Here is a bit on what they are doing as reported in Innovation/Web 2.0. They put forth IBM’s SmallBlue and write that “this software analyzes IM (instant messaging), email and other digital knowledge artifacts to create synthetic profiles and social web models among people. By mashing up artifacts (profiles people create, papers, other deliverables) and triangulating with digital communications enables SmallBlue to automatically generate and manage a much clearer picture of a person's expertise and relate it to other people's.” To this advancement they add IBM’s recent experimentation with blogs, wikis, social bookmarking, etc, and their vertical market consulting experience.
Innovation/Web 2.0 refers to this as the Googlization of Knowledge Management, not a bad term. They as client examples they provide a Wall Street bank (I hope it wasn’t Bear Sterns). The use the SmallBlue app to quickly locate experts in the firm at time of needs as they are putting major deals together. This seems to be a much needed application these days. I remember in the mid-80s putting together a risk rating guide for one of the major banks that was losing its shirt in bad third world loans. We tapped into the expertise of the bank’s top people and put together a paper guide. The bank is still around but finding and putting those experts on the team through an enterprise 2.0 application makes a lot more sense that offering their advice through a training guide.

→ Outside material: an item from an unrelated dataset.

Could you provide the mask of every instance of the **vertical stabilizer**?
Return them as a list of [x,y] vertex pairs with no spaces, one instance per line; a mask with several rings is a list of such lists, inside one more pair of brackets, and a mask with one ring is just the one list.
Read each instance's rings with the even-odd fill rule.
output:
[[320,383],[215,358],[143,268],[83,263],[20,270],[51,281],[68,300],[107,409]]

As Innovation 2.0 writes, it “vanquishes the bête noire of knowledge management, the necessity for humans to organically create and manage metadata around themselves and their work.” I am glad they explained the term so I did not have to look it up to know that I agree. This is one of the basic premises of enterprise 2.O. It creates accessible knowledge on the fly through various means, including the SmallBlue app. Kudos to IBM on this and thanks to Tomoaki Sawada for alerting me to it.
The IBM site provides a bit more on SmallBlue. There are four components:
SmallBlue Find to see a relevance-ranked list of people associated with any search term.
SmallBlue Net to get a view of the social network of the top 100 experts in any topic.
SmallBlue Reach for more information about a person, including a list of their latest blog entries, bookmarks or forum posts or to see which communities they belong to.
SmallBlue Ego -- to see your own connections, and through them, the number of other people you can reach.
Google would be proud of them. Perhaps they should consider some of the same extensions.